The Uber driver rolled down the passenger side window. “You coming or what?”

I held up one finger to her. “What does that mean?” I asked Jason.

“Yes, I’m inside, and no, no one else is here.”

“What happened to our four friends?”

“I might have scared them away,” he said. “And then they set an alarm system on their way out the door. I’ll need time to hack into it and disarm it since I don’t have the appropriate software on this computer.”

“So, I’m supposed to leave you there?”

He sighed. “Tam, please, take the Uber to the lake house. Tell them the car broke down, and I’m dealing with it but sent you back with the ice cream so it doesn’t melt.”

The mention of the ice cream made me realize how thoroughly I’d been played. In case anything went wrong, sending me back alone would make sense. Couldn’t have our dessert bar melting all over our cloth grocery bags.

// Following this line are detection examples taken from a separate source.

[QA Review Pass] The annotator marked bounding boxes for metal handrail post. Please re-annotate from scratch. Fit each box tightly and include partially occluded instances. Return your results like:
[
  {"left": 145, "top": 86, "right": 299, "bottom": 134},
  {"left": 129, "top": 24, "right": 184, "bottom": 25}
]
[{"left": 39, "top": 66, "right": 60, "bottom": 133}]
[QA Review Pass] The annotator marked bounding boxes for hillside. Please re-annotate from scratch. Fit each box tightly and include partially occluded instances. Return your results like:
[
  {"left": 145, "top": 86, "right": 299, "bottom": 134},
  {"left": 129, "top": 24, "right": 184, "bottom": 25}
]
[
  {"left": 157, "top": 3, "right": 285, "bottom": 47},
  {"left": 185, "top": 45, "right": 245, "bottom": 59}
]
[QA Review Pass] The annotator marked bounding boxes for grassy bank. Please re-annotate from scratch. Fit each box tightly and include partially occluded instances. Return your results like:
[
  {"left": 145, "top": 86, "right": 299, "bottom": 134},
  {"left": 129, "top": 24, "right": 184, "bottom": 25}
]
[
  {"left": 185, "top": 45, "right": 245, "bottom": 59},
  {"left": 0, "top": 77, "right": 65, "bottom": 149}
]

I motioned for the Uber driver to leave without me. “I’m calling Alder to get you out of there remotely,” I told Jensen.

He sighed. “All right, but ask her not to tell TJ.”

“No.”

“What?”

“I’m not doing to Alder what you did to me. I’m not going to make her complicit. That’s not the kind of colleague or friend I want to be.”

“Tam, I—”

“Save it for TJ,” I told him. “I don’t want to hear it.”

CHAPTER 16

Jason

In the threeyears we’d been friends and the one year we’d been BFFs, Tam and I had never had an argument until this operation. A few minor misunderstandings. A couple of cranky words exchanged here or there. She’d even threatened to block my texts once, but that was because I’d had opinions about the guy she was dating, which I thought was completely fair because no adult man should ever say “babe” as much as he did when talking to her. But we’d never needed time apart.

Now, we were on our second round of silence in less than two weeks, which I learned immediately when I picked her up in front of the store after Alder sprang me from the warehouse. The difference between now and the previous three years was our new work relationship. Without Penn as a buffer, we were rubbing up against each other in the worst ways. Coincidentally, at the same time, we’d begun rubbing against each other in the best ways, as well, but surely, something so good and right and amazing couldn’t be our problem.

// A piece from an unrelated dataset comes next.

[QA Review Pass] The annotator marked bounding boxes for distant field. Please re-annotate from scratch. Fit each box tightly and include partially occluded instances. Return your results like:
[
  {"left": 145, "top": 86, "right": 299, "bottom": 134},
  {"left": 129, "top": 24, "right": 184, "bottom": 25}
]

I parked the car in front of the lake house, and we trudged over to the barn. Tam took off fast and stayed several steps ahead of me. When we stepped inside the barn, Bond was seated at the conference table, and TJ was leaning against one of the computer desks. Alder, who was in the IT area, which was still open to the larger room, closed down her workstation.

“I’ll continue monitoring from my laptop in the house,” she said.

“Monitoring?” I repeated back to her.

“Leave it, Jensen,” TJ said. He nodded at Alder. “Thanks. And good job tonight.”

Tam held out the grocery bag to her. “Can you take these with you? You can set up the sundae bar or...”

Alder took the bag. “No one’s up for that now, but I’ll put these away.”